Marsiglia, McCourt in città: attese dichiarazioni dopo gli ultimi giorni movimentati
L’Olympique Marsiglia attraversa una fase di profonda crisi, e l’arrivo atteso in città del proprietario americano Frank McCourt segna un momento chiave per il club. La situazione societaria è tesa dopo la separazione con l’allenatore Roberto De Zerbi e il direttore sportivo Medhi Benatia. McCourt, che comanda il club dal 2016, era già presente sabato al Vélodrome in occasione del pareggio per 2-2 contro lo Strasburgo, con la squadra affidata all’allenatore ad interim Jacques Abardonado.
Domenica la situazione si è ulteriormente complicata con le dimissioni di Benatia, responsabile di tutto il settore sportivo. Da allora il club non ha rilasciato comunicazioni ufficiali né sul suo addio né su altre questioni interne. La tensione tra tifosi e dirigenza è evidente: sabato al Vélodrome sono apparse diverse bandiere di protesta contro McCourt e il presidente Pablo Longoria, la cui posizione appare sempre più fragile. Tra le scritte più incisive, "Longoria, McCourt, Cassez vous!", mentre altre etichettavano il proprietario come "investitore invisibile" o "capitano di una nave fantasma".

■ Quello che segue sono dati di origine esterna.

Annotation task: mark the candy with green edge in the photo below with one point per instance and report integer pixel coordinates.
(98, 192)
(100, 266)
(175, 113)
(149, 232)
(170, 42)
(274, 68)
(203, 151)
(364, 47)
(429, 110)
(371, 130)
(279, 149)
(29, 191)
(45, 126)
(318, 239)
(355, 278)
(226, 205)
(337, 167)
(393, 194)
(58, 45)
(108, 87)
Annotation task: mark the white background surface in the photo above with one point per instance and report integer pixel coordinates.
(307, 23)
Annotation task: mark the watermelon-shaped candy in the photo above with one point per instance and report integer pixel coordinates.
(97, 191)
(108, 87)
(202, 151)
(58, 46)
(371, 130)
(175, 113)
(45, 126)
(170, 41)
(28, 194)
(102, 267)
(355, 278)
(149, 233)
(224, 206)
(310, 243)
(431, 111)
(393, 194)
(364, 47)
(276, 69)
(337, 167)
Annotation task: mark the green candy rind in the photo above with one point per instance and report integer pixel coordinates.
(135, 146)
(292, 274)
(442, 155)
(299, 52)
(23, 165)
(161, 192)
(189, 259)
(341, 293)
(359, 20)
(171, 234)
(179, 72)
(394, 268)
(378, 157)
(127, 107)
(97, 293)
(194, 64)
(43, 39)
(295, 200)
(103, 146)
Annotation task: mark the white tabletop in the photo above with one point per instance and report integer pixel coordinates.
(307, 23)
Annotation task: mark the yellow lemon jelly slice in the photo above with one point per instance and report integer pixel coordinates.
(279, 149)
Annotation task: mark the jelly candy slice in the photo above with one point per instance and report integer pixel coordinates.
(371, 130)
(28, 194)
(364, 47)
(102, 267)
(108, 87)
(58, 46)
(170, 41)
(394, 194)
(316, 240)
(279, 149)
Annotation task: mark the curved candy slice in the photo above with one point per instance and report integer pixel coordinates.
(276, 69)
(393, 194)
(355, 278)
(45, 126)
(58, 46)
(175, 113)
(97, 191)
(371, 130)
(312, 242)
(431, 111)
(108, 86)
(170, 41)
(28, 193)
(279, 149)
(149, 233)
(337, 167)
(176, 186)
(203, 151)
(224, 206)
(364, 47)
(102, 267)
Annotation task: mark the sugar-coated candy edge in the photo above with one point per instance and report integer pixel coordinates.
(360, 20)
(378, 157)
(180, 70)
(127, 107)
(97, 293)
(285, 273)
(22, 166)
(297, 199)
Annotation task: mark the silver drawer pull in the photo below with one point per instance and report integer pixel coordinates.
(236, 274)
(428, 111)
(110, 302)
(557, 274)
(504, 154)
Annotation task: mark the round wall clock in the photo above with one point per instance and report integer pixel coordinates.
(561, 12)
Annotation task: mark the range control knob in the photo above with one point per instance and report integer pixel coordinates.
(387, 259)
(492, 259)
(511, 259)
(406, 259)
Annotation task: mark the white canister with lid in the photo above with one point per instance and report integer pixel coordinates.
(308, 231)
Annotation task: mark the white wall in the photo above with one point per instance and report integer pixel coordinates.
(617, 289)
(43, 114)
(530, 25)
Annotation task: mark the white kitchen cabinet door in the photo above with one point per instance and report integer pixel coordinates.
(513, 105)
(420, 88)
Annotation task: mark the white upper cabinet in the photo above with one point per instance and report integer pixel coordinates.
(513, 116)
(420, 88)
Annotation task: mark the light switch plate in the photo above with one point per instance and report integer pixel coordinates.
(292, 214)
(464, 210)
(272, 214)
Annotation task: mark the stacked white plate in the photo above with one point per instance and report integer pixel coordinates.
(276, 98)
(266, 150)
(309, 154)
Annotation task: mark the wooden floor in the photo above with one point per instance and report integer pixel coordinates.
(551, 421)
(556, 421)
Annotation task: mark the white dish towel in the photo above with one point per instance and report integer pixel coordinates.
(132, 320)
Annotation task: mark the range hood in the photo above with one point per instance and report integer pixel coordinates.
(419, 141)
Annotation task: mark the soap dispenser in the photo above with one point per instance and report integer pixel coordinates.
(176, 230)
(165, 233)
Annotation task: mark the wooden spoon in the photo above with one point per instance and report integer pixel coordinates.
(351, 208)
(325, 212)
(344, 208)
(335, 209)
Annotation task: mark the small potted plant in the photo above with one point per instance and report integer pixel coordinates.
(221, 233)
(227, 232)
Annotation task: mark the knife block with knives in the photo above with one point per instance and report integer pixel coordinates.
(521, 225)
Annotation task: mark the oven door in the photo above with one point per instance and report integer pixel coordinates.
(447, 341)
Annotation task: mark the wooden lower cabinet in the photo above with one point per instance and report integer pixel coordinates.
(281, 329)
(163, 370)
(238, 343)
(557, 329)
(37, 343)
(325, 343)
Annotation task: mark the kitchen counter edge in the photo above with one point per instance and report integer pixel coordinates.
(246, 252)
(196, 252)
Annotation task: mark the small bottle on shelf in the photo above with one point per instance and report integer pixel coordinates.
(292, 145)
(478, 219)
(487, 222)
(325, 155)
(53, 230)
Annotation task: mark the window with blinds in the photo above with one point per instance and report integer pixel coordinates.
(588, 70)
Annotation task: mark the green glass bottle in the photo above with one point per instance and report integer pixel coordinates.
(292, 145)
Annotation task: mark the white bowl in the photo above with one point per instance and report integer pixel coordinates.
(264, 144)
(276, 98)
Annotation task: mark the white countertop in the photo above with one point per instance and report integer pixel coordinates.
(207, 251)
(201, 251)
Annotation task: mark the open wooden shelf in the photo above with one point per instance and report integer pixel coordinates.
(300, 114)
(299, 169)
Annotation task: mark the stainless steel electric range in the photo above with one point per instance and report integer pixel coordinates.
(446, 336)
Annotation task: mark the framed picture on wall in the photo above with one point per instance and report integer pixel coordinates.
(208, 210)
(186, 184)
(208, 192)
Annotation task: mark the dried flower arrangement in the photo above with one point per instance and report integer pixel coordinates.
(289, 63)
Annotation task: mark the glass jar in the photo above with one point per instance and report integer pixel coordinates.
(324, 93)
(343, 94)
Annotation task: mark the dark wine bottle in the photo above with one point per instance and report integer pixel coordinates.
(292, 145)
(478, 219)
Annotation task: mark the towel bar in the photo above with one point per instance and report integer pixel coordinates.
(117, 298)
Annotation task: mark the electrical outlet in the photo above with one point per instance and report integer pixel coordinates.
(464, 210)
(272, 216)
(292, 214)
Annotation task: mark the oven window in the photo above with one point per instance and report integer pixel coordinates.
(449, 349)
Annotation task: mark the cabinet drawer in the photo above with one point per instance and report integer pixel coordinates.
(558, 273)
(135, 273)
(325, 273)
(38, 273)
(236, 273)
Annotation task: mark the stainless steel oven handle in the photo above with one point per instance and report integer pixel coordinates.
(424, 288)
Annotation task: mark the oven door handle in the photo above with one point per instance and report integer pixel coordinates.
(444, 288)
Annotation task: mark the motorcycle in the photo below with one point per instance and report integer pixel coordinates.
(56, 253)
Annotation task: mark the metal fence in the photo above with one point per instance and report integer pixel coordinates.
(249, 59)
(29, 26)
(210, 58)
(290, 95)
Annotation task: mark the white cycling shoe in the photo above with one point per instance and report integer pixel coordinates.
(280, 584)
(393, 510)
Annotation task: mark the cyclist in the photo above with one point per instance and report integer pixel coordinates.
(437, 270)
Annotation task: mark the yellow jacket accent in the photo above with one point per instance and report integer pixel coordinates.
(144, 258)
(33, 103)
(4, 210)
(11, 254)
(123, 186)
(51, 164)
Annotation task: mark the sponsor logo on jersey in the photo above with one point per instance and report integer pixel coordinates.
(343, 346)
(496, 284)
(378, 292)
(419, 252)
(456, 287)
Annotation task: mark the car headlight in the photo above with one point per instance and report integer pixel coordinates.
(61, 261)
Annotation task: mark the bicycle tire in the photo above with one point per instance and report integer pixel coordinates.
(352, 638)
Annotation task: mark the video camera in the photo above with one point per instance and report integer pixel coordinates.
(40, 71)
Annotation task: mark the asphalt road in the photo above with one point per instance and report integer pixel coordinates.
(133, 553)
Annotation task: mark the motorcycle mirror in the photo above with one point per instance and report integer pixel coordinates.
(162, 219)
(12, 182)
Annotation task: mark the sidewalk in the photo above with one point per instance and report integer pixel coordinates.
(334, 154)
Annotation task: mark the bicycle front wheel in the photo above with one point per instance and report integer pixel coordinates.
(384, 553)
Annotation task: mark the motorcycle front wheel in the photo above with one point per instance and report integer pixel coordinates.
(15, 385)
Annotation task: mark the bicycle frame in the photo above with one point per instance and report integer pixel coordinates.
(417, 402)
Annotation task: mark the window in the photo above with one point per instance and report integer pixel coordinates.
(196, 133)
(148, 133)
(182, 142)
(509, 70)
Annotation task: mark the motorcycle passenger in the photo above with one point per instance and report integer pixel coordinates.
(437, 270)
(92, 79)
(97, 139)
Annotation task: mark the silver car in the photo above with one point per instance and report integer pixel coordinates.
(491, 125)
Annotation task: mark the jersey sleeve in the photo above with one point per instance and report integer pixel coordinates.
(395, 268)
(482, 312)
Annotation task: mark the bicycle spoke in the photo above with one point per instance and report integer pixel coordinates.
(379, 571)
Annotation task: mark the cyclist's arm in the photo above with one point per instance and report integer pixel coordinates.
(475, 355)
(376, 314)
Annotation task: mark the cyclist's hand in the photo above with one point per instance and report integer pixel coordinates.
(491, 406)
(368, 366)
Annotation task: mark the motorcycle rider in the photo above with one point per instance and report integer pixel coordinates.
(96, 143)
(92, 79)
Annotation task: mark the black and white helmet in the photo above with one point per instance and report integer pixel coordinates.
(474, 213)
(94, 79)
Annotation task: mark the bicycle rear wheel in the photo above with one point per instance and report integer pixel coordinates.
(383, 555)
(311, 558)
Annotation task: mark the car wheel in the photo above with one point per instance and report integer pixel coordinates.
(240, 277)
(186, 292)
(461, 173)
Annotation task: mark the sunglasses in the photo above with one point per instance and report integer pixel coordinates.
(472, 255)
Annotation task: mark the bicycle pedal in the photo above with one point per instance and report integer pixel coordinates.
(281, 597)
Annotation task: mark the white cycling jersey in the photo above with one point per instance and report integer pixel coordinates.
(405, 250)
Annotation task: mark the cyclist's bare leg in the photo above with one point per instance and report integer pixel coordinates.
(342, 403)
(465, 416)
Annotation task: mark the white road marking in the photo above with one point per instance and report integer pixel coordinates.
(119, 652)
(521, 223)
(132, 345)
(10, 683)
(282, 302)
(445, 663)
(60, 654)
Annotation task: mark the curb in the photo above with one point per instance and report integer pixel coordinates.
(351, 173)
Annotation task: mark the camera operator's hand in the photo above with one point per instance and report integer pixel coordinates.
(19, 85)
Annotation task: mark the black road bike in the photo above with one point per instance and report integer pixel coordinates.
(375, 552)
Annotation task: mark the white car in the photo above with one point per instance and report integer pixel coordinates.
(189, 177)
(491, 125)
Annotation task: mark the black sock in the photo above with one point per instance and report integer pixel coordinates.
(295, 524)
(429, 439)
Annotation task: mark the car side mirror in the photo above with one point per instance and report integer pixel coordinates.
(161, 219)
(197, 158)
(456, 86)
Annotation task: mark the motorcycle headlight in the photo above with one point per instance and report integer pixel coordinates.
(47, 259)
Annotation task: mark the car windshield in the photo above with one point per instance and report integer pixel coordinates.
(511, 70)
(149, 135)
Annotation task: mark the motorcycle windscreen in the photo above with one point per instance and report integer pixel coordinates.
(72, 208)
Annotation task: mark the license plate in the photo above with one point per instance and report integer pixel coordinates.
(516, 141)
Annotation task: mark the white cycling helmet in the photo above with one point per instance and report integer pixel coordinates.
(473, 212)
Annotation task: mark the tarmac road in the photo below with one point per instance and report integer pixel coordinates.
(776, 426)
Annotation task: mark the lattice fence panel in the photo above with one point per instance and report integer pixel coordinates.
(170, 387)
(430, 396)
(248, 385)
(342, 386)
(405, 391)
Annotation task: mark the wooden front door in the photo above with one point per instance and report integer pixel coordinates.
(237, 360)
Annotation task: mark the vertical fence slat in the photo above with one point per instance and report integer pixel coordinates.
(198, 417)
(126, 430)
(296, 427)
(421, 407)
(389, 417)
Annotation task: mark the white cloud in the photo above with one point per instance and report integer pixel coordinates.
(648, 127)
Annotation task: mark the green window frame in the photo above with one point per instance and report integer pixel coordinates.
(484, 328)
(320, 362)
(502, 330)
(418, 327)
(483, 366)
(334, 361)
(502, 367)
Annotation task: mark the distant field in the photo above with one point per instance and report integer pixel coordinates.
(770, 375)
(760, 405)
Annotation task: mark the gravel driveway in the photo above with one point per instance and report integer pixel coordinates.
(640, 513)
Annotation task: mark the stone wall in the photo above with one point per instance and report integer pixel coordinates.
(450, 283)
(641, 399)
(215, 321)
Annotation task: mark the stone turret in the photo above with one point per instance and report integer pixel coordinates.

In questo contesto, la visita di McCourt rappresenta un passaggio cruciale per cercare di riportare stabilità al club. Il futuro dell’OM resta incerto, e le prossime mosse della proprietà saranno osservate con attenzione da tifosi, giocatori e addetti ai lavori, desiderosi di capire se sarà possibile ridare continuità a un progetto finora caratterizzato da turbolenze e cambiamenti continui.